For the first time since the Fukushima Daiichi accident a decade ago, the International Atomic Energy Agency (IAEA) has revised up its projections of the potential growth of nuclear power capacity for electricity generation during the coming decades.
The change in the IAEA’s annual outlook for this low-carbon energy source does not yet mark a new trend, but it comes as the world aims to move away from fossil fuels to fight climate change. Many countries are considering the introduction of nuclear power to boost reliable and clean energy production.
In the high case scenario of its new outlook, the IAEA now expects world nuclear generating capacity to double to 792 gigawatts (net electrical) by 2050 from 393 GW(e) last year. Compared with the previous year’s high case projection of 715 GW(e) by 2050, the estimate has been revised up by just over 10%. However, the realization of the IAEA’s high case scenario would require significant actions, including an accelerated implementation of innovative nuclear technologies. The low case projections indicate that world nuclear capacity by 2050 would remain essentially the same as now, at 392 GW(e).
“The new IAEA projections show that nuclear power will continue to play an indispensable role in low carbon energy production,” IAEA Director General Rafael Mariano Grossi said. “The report’s findings represent an encouraging sign of increasing awareness that nuclear power, which emits no carbon dioxide during operation, is absolutely vital in our efforts to achieve net zero emissions.”
According to the report, the 2021 projections reflect growing recognition of climate change issues and the importance of nuclear power in reducing emissions from electricity generation. Commitments under the 2015 Paris Agreement could support nuclear power development if the necessary energy policies and market designs facilitate investments in dispatchable, low-carbon technologies. The IAEA’s high case projections of a doubling of nuclear capacity by 2050 are close to the International Energy Agency’s projections in the publication “Net Zero by 2050 – A Roadmap for the Global Energy Sector” from May this year.
As global electricity generation is expected to double over the next three decades, nuclear power generating capacity would need to expand significantly to maintain its current share of the mix.
According to the IAEA’s high case projection, nuclear energy could contribute about 12% of global electricity by 2050, up from 11% in last year’s 2050 highcase projections. Nuclear power generated around 10% of the world’s electricity in 2020. The low case scenario was unchanged with a projected share of 6% for nuclear in the total electricity generation.
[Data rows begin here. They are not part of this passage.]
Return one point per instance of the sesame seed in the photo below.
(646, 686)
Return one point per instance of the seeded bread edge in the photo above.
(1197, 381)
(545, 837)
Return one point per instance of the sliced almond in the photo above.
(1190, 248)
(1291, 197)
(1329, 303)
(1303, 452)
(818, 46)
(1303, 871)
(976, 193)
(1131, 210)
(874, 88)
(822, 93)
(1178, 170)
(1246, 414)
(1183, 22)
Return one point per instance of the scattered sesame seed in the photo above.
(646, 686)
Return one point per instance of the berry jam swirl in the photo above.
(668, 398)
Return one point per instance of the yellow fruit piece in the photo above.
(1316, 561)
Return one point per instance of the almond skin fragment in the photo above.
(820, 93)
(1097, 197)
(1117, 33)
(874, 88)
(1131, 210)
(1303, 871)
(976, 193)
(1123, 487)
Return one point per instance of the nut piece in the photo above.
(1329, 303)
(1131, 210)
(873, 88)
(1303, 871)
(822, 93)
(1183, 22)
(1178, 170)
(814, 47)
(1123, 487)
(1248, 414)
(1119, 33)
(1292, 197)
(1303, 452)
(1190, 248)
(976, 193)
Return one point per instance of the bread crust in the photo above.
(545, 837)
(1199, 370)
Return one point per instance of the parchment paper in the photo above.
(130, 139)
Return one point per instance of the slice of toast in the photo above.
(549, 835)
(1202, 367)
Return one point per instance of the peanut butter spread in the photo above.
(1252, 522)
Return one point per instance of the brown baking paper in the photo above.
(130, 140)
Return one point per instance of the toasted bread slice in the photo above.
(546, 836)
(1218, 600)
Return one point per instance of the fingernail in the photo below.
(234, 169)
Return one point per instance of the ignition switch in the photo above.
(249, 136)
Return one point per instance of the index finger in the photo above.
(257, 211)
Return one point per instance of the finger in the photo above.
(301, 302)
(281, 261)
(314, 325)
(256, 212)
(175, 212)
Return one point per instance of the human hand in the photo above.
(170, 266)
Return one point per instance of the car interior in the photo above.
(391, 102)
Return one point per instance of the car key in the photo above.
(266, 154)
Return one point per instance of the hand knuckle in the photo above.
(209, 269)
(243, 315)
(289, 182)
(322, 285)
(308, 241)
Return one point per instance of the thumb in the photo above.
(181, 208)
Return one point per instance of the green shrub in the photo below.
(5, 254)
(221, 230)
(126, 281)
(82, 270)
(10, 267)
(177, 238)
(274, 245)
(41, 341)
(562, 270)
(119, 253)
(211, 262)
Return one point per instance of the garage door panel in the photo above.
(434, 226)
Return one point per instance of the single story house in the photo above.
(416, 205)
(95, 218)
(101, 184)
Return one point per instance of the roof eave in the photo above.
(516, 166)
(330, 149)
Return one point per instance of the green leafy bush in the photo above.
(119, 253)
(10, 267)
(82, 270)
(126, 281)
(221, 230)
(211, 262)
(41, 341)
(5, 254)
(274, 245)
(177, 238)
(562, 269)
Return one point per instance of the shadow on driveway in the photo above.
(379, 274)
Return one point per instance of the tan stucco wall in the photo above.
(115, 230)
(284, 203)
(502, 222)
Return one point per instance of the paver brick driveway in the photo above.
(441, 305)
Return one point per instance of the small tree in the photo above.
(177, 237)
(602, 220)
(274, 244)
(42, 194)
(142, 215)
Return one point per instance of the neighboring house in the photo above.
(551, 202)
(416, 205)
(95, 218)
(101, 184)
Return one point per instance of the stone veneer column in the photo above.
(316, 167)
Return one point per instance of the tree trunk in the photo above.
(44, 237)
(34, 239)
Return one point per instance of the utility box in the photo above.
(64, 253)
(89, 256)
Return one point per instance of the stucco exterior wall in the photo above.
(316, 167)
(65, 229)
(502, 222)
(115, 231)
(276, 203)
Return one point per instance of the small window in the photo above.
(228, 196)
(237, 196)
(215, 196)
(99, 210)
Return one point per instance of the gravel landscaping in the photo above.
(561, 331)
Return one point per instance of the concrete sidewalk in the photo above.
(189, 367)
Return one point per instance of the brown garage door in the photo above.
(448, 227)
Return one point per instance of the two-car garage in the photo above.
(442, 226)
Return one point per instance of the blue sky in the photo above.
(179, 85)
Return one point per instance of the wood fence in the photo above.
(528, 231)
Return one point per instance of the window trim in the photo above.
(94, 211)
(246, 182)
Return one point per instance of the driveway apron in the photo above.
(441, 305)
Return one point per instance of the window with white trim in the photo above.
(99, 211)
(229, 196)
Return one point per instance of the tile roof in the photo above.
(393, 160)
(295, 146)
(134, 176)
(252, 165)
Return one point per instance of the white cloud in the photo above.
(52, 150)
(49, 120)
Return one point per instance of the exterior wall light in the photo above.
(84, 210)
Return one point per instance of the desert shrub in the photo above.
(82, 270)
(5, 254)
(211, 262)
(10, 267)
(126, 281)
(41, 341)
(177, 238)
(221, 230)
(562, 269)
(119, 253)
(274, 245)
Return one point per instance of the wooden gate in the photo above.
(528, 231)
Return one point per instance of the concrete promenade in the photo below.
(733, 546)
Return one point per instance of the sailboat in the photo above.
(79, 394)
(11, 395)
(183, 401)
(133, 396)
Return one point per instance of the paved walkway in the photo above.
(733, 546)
Coal remains the dominant energy source for electricity production at about 37% for 2020, changing little since 1980.
New low-carbon technologies such as nuclear hydrogen production or small and advanced reactors will be crucial to achieving net zero. Nuclear power could provide solutions for electricity consumption growth, air quality concerns, and the security of energy supply. Many innovations for the expanded use of nuclear techniques in related areas such as heat or hydrogen production are underway.
Ageing management programmes and long term operation are being implemented for an increasing number of reactors. About two-thirds of nuclear power reactors have been in operation for over 30 years. Despite the operation of several NPPs having been extended to 60 and even 80 years, significant new nuclear capacity to offset retirements is needed in the long term. Many new power plants will be needed to maintain nuclear power’s current role in the energy mix. Uncertainty remains regarding the replacement of these reactors, particularly in Europe and North America.
The 41st edition of Energy, Electricity and Nuclear Power Estimates for the Period up to 2050 provides detailed global trends in nuclear power by region. The report’s low and high estimates reflect different scenarios for the worldwide deployment of nuclear power. The low and high estimates reflect contrasting, but not extreme, scenarios. They provide a plausible range of nuclear capacity development by region and worldwide.
Since it was first published 40 years ago, the IAEA’s projections have been continually refined to reflect an evolving global energy context. Over the past decade, nuclear power development has remained within the range of projections described in prior editions.